# Novel Peptide Fusion Inhibitors for the Treatment of COVID-19

> **NIH NIH R41** · ELDEC PHARMACEUTICALS, INC. · 2022 · $300,000

## Abstract

PROJECT SUMMARY
 COVID-19 is caused by inhalation of the latest coronavirus (CoV) SARS-CoV-2 into the lungs, and airway
epithelia are particularly susceptible to uptake this virus. Extensive evidence indicates that angiotensin
converting enzyme 2 (ACE2) binds to the S1 subunit of the SARS-CoV-2 Spike protein (S1), triggering selective
proteolytic cleavage that liberates the S2 subunit. S2 undergoes extensive conformational changes to form a 6-
helix bundle (6-HB) between Heptad Repeat (HR)-1 and HR-2 domains of S2, which ultimately results in the
fusion of the viral particle with the cell membrane and subsequent viral entry. Based on the mechanism of viral
entry, and supported by crystallography studies of the ACE2•S1 interface and the 6-HB complex of S2, enormous
efforts are currently under way to develop peptide-based therapeutics to target both events: the interaction of
SARS-CoV-2 Spike with ACE2 receptor, and the fusion of the viral particle to the cell membrane. We have
discovered that exposure of well-differentiated, primary airway epithelial cultures to tobacco smoke for extended
periods of time enhances ACE2 activity and increases binding of recombinant S1, which might explain the
increased susceptibility of smokers to COVID-19. The Receptor Binding Domain (RBD) in S1 is part of a highly
mutable region, as revealed by the appearance of multiple highly infectious SARS-CoV-2 variants in late 2020;
thus, targeting this region might not be ideal for antiviral development. In contrast, the HR regions of the S2
subunit and the interaction mode of HR-1 and HR-2 domains within the 6-HB complex are highly conserved
among various CoVs, which makes it an optimal target to develop broad-spectrum antivirals. EK1 is a peptide
that. The goal of this application is to develop novel peptides that target the HR1 domain of the S2 subunit to
inhibit membrane fusion and pseudovirus infection of SARS-CoV-2 as well as several other CoVs. These
peptides should serve as broad-spectrum CoV antivirals for the treatment of COVID-19 and subsequent COVIDs.
We propose to evaluate the proteolytic stability of several peptides in the hostile environment of the lung, as the
main entry way of SARS-CoV-2, including stapled and N-capped peptides with enhanced helical constraint. We
will measure the proteolytic stability of the peptides ex vivo using human lung secretions obtained from smokers
and non-smokers. We will use primary airway epithelial cells to interrogate the ability of the peptides to inhibit
fusion and SARS-CoV-2 pseudovirus infection to healthy and smoke-exposed airway cultures.

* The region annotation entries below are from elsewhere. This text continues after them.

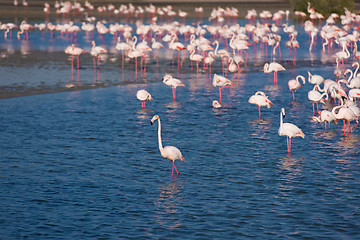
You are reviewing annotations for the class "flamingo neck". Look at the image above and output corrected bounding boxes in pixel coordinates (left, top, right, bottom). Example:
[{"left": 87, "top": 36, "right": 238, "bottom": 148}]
[
  {"left": 158, "top": 118, "right": 164, "bottom": 152},
  {"left": 215, "top": 41, "right": 219, "bottom": 55}
]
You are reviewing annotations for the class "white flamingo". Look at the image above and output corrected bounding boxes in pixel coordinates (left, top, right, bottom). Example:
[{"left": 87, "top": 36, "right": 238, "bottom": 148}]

The efficacy of
these peptides will be ultimately evaluated in animal models. This study will address the feasibility of helical
mimics to inhibit viral fusion and suppress viral entry into airway epithelia as a novel effective treatment against
COVID-19.

## Key facts

- **NIH application ID:** 10379832
- **Project number:** 1R41AI162083-01A1
- **Recipient organization:** ELDEC PHARMACEUTICALS, INC.
- **Principal Investigator:** Robert Tarran
- **Activity code:** R41 (R01, R21, SBIR, etc.)
- **Funding institute:** NIH
- **Fiscal year:** 2022
- **Award amount:** $300,000
- **Award type:** 1
- **Project period:** 2022-08-23 → 2025-07-31

## Primary source

NIH RePORTER: https://reporter.nih.gov/project-details/10379832

## Citation

> US National Institutes of Health, RePORTER application 10379832, Novel Peptide Fusion Inhibitors for the Treatment of COVID-19 (1R41AI162083-01A1). Retrieved via AI Analytics 2026-05-25 from https://api.ai-analytics.org/grant/nih/10379832. Licensed CC0.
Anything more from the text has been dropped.